Inspirée par une véritable momie, la momie de Rascar Capac et plus encore son intrusion nocturne dans la chambre de Tintin, contribuent à faire des Sept Boules de cristal l'un des albums les plus effrayants de la série. Elle installe une tension narrative et une dramatisation qui renforcent l'atmosphère de peur tout au long de ce récit fantastique.

Comme le souligne le sémiologue Pierre Fresnault-Deruelle, bien que la présence du personnage de Rascar Capac soit assez furtive dans l'album, il imprègne l'ensemble du récit et contribue à installer durablement cette aventure dans la mémoire collective. La momie créée par Hergé inspire notamment le dessinateur Jacques Tardi, tandis qu'un documentaire lui est consacré en 2019.

Le personnage dans l'œuvre d'Hergé[modifier | modifier le code]

Page de une d'un journal.
Le Soir (ici du ) dans lequel est quotidiennement prépubliée l'aventure des Sept Boules de cristal.

Le nom de l'Inca Rascar Capac est cité dès le premier strip des Sept Boules de cristal[1], publié dans le quotidien belge Le Soir le [2]. Le lecteur apprend au moyen d'une coupure de presse, lue par Tintin dans le train qui le conduit à Moulinsart, que le tombeau de cet Inca a été fouillé par les membres de l'expédition ethnographique Sanders-Hardmuth et que ces derniers ont rapporté sa momie en Europe, encore coiffée du « borla », un diadème royal en or massif[a]. Elle est conservée chez le professeur Hippolyte Bergamotte[1]. Dans les jours qui suivent, les membres de l'expédition semblent frappés d'une mystérieuse malédiction : tour à tour, ils sombrent dans un état de léthargie et des éclats de cristal sont retrouvés à leurs côtés[b].

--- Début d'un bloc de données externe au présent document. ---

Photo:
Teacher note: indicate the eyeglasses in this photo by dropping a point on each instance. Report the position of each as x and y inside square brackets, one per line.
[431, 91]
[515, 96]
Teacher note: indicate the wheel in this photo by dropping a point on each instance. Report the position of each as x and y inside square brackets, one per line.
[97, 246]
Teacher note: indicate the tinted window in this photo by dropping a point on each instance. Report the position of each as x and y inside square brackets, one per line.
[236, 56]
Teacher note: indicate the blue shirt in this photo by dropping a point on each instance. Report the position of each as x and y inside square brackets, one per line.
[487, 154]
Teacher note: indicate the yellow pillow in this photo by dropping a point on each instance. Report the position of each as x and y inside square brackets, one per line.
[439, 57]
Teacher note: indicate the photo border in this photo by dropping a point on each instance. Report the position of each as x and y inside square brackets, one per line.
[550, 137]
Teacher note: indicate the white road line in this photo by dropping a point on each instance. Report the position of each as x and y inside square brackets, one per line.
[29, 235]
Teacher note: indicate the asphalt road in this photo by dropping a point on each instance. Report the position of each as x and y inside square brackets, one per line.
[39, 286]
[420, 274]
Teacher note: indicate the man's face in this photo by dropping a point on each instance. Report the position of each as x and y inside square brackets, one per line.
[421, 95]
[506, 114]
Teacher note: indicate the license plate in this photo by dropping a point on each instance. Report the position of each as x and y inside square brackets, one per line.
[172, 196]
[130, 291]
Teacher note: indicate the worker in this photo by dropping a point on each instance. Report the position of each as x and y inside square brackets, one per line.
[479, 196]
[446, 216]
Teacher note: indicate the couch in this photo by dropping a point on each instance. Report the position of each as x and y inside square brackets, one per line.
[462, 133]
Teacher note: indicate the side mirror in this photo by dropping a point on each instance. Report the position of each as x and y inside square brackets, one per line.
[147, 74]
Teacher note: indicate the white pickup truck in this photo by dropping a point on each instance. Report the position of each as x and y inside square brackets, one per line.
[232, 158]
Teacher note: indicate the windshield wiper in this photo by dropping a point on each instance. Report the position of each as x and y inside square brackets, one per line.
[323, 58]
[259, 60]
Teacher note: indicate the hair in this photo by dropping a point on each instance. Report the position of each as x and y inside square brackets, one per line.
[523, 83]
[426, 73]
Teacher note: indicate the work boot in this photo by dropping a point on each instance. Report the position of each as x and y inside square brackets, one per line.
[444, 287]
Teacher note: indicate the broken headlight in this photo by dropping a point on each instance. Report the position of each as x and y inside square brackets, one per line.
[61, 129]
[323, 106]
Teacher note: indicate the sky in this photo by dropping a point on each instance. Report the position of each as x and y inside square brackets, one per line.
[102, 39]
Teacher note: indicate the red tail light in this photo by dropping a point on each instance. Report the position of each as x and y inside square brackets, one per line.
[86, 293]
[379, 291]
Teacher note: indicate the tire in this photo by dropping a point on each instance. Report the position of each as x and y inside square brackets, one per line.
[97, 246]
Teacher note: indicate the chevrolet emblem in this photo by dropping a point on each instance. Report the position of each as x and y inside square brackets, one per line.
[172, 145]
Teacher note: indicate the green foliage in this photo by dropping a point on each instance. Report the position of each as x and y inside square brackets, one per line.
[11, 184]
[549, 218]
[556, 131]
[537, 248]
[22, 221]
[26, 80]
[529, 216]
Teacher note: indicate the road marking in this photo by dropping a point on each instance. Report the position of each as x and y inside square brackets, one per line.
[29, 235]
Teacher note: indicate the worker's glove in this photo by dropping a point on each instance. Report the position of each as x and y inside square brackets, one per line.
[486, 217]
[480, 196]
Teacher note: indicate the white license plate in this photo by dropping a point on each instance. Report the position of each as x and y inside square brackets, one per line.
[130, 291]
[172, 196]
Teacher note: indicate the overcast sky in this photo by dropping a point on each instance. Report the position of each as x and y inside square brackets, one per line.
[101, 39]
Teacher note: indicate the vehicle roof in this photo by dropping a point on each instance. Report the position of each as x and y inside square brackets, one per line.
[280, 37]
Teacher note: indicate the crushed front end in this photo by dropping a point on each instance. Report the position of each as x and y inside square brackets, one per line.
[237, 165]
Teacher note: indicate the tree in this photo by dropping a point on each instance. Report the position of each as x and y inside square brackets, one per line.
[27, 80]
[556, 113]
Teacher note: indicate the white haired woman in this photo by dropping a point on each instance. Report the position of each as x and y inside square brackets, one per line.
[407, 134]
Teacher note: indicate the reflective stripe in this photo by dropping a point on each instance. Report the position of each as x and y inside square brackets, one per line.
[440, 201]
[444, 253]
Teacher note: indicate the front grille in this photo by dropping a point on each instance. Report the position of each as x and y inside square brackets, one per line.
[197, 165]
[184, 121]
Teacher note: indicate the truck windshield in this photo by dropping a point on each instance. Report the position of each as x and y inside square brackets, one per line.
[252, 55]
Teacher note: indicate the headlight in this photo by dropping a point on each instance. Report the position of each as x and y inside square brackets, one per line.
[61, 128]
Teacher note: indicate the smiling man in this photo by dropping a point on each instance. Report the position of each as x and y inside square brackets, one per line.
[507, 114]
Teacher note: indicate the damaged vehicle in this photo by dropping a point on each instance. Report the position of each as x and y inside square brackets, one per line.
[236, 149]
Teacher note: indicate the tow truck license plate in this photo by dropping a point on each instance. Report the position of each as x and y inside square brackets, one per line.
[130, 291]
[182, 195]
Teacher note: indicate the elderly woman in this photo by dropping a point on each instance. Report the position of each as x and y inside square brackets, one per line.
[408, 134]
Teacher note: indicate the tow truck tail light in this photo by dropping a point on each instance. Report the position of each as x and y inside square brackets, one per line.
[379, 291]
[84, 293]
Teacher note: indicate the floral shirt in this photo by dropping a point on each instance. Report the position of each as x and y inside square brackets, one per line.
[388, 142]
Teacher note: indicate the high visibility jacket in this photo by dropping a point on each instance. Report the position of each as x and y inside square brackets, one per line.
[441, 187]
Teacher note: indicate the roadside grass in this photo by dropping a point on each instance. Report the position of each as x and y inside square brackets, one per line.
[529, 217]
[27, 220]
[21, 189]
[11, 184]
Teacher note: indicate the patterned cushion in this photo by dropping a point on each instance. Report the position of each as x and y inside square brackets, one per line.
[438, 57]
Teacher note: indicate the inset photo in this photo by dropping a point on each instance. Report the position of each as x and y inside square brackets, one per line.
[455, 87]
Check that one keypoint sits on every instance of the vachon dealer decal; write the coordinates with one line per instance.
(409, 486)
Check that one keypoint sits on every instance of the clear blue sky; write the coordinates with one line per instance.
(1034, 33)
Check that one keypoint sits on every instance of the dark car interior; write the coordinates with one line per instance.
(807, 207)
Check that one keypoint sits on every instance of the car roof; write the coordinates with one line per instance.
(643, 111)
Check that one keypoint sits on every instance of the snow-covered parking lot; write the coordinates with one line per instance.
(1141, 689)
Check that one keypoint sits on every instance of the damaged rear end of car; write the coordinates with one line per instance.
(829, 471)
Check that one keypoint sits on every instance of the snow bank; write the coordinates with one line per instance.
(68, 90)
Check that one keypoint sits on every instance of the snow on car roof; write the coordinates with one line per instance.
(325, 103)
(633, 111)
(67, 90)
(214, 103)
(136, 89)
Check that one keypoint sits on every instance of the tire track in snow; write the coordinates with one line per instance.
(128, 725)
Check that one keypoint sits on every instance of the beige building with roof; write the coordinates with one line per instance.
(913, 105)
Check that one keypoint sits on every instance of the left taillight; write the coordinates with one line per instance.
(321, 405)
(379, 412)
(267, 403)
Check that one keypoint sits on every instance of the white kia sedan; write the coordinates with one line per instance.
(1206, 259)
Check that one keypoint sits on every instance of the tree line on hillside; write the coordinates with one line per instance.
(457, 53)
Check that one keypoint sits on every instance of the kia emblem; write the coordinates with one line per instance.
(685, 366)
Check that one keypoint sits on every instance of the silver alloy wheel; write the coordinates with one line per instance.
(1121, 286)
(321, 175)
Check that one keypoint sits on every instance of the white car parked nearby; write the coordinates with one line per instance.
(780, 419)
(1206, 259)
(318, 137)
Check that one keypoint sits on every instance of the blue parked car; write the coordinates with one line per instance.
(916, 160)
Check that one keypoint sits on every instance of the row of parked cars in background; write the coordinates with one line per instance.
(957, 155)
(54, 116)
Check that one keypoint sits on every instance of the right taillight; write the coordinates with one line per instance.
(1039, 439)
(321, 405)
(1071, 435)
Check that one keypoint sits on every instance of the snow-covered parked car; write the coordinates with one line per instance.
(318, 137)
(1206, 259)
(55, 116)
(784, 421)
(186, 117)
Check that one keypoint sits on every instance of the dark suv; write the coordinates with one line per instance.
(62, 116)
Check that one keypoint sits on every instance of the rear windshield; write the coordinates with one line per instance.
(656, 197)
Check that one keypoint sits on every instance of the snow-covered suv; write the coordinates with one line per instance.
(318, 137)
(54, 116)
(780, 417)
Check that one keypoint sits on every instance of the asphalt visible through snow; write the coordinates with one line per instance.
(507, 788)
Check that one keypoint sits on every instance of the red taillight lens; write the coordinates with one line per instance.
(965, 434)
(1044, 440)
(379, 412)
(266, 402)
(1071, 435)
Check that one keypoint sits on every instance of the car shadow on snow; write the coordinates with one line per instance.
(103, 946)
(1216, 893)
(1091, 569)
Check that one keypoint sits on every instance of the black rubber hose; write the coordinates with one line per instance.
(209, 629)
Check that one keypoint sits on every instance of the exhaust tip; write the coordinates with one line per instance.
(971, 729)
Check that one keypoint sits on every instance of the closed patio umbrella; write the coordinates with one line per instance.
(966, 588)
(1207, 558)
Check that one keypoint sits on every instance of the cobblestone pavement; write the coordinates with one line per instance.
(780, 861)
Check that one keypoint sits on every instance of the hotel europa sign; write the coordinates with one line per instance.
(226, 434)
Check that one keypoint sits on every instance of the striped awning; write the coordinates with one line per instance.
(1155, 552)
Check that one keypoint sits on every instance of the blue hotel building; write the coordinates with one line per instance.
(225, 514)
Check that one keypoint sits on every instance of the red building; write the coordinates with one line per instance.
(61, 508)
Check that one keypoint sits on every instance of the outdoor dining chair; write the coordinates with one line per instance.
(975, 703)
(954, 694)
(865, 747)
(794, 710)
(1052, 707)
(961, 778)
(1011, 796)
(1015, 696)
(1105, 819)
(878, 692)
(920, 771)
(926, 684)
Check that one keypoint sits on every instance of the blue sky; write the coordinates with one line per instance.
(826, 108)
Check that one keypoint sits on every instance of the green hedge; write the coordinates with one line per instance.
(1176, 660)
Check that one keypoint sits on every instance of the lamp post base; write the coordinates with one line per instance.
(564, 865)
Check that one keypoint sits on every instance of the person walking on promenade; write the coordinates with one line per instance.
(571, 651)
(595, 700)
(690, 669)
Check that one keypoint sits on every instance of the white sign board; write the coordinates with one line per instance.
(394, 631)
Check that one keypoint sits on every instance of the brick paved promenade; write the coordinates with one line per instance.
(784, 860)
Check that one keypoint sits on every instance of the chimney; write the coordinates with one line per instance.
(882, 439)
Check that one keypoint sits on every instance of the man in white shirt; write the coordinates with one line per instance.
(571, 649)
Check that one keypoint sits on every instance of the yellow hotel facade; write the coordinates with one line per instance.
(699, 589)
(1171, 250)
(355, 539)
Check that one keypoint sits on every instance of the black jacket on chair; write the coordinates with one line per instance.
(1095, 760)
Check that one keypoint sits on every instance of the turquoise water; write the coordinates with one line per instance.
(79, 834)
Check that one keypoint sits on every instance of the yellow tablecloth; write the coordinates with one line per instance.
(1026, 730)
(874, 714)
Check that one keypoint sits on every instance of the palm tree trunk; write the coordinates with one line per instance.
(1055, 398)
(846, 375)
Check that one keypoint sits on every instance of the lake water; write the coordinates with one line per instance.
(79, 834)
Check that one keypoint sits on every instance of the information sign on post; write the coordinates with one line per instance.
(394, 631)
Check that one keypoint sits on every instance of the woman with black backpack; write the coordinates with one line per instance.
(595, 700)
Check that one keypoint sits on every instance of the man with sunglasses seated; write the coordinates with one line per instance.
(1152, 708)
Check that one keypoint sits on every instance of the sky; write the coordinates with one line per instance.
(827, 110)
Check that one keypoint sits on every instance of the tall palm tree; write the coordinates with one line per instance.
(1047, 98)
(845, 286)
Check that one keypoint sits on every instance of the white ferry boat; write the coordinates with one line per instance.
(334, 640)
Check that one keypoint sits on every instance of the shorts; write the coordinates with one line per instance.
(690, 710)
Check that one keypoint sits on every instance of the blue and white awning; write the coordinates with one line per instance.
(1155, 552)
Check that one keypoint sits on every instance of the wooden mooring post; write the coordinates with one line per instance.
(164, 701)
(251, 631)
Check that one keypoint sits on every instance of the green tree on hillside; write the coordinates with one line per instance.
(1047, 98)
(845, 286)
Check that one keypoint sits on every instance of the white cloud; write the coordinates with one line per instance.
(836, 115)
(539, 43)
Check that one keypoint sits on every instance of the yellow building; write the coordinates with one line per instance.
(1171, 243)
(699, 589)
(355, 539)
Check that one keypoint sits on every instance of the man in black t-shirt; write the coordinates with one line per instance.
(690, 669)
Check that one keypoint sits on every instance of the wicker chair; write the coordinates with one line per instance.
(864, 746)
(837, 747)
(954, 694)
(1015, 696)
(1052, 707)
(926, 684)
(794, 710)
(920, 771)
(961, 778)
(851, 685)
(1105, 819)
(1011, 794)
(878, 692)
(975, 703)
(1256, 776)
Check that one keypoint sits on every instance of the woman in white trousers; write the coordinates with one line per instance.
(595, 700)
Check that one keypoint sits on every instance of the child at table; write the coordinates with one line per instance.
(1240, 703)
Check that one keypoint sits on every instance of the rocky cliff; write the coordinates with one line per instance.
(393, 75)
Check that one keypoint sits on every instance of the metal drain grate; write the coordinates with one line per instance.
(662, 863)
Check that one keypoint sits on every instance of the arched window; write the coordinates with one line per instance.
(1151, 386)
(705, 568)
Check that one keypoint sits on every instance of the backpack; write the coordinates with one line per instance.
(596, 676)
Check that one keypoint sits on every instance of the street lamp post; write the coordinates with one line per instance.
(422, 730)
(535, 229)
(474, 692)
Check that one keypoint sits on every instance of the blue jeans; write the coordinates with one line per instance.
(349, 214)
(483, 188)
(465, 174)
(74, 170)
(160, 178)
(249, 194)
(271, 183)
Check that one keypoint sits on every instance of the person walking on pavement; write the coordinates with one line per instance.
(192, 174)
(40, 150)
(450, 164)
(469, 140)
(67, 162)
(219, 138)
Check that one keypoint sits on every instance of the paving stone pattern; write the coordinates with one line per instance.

Tintin, le capitaine Haddock et le professeur Tournesol se rendent alors chez le professeur Bergamotte, ami de Tournesol et dernier rescapé de l'expédition ; sa maison est placée sous étroite protection policière[c]. Après les présentations, Milou se précipite vers son maître, manifestement affolé[d]. C'est la vue de la momie conservée dans une vitrine qui l'a effrayé, ce qui provoque l'hilarité du professeur Bergamotte[e]. La deuxième case de la 28e planche contient la première représentation de Rascar Capac. La momie est installée dans une vitrine, en position fœtale et encordée. Paré de ses bijoux et coiffé de plumes, l'Inca semble regarder droit devant lui, enserrant sa tête entre ses mains[3].

Hippolyte Bergamotte considère l'affaire des boules de cristal avec un certain scepticisme et, tandis qu'un orage éclate, il révèle à Tintin la traduction d'une partie des inscriptions qui figuraient dans le tombeau de Rascar Capac :

« Dans des milliers de lunes viendront sept étrangers au visage pâle, et ils profaneront la demeure sacrée de Celui-qui-déchaîne-la-foudre. Et ces profanateurs emporteront le corps de l'Inca dans leur lointain pays. Mais la malédiction divine s'attachera à leurs pas et les poursuivra par-delà les mers et les monts…[f] »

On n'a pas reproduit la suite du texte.